Johanna Luggin
Field of Research: Persuasion
Early modern scientific authors often contradicted prevailing opinions and disagreed with each other over crucial issues. If possible, they resorted to incontestable evidence or mathematical demonstration to decide the matter under discussion. But often, there was no hard proof at hand. In such cases, verbal persuasion was called for. Much has been written about theories of proof and persuasion in early modern science. But little thought has been given to their rhetorical underpinnings, despite the well-known influence of legal thinking on scientific argumentation and despite the fact that rhetoric was first and foremost a technique of forensic speech. Analysis of how persuasion worked in early modern scientific practice has been confined to a few famous vernacular authors such as Galilei and Robert Boyle. These omissions will be rectified in the present sub-project.

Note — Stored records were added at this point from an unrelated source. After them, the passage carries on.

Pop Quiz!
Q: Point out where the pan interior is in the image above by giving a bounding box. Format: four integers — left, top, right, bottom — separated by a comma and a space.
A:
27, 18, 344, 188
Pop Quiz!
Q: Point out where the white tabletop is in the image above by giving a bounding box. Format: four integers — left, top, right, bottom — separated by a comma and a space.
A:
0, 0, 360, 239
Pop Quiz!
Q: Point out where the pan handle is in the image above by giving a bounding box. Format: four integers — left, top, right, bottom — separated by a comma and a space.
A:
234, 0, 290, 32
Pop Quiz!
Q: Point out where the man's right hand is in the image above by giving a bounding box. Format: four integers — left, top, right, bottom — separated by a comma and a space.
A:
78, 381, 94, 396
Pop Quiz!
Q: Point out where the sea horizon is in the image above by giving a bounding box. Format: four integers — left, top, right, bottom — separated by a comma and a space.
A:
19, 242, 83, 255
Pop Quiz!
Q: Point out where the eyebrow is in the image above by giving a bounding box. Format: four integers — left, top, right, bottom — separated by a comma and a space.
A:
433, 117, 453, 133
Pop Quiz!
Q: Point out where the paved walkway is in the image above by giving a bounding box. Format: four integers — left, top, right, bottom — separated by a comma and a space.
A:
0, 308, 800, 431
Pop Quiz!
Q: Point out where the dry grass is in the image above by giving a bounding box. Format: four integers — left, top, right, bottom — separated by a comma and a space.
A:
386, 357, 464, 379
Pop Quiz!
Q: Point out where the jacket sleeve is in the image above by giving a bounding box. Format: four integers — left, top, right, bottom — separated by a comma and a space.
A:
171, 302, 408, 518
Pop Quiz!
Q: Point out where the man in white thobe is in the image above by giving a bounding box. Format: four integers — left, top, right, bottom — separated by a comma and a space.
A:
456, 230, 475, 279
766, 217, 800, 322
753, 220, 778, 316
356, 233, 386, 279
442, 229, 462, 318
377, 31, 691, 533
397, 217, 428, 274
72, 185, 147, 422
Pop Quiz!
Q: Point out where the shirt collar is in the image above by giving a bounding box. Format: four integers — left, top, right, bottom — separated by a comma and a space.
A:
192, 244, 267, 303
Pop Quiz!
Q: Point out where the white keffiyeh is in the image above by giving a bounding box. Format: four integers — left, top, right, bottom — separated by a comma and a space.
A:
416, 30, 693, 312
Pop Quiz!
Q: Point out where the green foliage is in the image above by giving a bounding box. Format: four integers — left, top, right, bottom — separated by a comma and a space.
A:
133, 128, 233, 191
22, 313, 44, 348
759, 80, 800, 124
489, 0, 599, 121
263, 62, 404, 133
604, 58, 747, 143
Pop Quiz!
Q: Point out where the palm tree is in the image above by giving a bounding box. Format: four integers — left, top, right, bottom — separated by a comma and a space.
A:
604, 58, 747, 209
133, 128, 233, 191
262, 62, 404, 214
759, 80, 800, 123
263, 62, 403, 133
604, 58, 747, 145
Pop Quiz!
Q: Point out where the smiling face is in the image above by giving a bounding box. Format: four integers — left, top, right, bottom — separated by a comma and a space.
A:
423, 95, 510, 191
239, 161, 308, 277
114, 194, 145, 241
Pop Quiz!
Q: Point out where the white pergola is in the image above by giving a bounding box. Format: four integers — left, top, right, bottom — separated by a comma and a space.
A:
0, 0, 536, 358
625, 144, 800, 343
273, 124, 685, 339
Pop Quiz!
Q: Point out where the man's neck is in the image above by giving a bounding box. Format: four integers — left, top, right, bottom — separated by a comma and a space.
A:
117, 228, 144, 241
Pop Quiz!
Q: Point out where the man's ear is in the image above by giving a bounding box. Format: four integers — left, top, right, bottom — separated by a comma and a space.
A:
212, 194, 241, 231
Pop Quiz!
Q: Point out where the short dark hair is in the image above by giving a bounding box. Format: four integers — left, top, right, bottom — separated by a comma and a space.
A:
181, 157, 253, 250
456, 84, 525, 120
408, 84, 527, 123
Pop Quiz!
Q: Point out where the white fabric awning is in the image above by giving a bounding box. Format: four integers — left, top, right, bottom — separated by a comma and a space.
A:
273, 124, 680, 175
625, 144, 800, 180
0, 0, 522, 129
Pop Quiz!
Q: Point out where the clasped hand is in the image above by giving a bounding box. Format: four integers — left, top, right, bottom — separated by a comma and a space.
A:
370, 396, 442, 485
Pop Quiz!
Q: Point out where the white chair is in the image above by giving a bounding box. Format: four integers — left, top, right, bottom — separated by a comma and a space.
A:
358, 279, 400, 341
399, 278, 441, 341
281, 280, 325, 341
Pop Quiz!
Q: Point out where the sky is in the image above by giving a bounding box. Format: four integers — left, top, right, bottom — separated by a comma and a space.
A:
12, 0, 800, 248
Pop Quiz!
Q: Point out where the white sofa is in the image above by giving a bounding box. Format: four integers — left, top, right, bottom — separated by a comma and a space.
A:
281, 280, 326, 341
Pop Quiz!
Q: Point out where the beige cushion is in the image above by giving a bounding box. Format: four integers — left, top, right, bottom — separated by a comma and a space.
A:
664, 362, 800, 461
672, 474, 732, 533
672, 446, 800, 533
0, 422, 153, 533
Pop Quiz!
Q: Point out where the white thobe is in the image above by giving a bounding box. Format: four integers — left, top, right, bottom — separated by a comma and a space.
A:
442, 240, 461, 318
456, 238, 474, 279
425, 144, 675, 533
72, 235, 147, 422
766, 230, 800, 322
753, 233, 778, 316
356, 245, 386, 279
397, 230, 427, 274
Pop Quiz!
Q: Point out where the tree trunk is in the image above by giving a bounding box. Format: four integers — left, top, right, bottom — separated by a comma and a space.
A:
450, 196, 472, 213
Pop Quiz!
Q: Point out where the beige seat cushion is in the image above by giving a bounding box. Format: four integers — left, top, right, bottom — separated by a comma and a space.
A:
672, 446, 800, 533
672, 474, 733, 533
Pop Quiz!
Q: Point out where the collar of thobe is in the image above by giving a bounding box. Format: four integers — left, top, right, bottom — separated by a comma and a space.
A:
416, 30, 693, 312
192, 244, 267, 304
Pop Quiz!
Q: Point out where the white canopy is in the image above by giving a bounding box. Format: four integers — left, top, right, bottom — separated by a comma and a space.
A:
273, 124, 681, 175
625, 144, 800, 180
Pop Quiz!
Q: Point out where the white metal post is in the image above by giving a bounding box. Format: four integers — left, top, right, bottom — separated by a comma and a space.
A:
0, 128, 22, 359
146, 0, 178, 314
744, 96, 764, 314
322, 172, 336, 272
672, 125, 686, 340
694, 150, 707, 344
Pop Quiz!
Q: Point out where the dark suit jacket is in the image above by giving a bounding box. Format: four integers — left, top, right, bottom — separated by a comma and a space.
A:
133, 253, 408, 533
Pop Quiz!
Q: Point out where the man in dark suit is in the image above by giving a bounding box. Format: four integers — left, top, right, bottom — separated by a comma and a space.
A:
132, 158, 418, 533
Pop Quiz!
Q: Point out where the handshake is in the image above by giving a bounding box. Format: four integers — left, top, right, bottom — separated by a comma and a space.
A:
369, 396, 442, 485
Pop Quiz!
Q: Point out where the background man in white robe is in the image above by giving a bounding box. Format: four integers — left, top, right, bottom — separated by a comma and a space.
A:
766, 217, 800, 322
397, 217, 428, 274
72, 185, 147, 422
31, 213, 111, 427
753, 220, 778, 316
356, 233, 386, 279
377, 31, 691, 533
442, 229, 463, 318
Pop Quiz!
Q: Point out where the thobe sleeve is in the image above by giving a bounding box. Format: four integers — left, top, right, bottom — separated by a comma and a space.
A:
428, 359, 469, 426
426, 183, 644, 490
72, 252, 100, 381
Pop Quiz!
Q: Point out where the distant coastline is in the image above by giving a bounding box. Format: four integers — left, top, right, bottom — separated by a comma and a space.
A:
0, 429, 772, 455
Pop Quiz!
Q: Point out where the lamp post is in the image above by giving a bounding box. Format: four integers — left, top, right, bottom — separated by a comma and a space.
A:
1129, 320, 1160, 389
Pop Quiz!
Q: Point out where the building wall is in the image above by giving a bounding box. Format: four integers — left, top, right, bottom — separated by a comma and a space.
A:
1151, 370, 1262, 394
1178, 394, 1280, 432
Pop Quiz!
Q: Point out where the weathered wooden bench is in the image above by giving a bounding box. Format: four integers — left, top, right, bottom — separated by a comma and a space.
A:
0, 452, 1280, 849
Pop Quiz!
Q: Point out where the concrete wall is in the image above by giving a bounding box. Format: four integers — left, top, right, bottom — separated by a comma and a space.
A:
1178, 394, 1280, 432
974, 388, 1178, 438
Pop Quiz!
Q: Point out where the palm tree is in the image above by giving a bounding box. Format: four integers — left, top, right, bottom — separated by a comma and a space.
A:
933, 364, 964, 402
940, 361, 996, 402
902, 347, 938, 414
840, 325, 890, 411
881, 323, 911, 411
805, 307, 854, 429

The project will thus analyse the rhetorical character of Neo-Latin scientific works from the 17th and 18th centuries: it will i.a. present examples of Neo-Latin didactic poetry as a vehicle of persuasion in early modern science; it will show how experiments were used as rhetorical devices within rational argumentation, e.g. in William Gilbert’s De magnete; it will analyse the role of patronage and self-fashioning as rhetorical tool within scientific innovation; and it will investigate the reception of ancient thought in the rhetorical strategies of geological works of the period.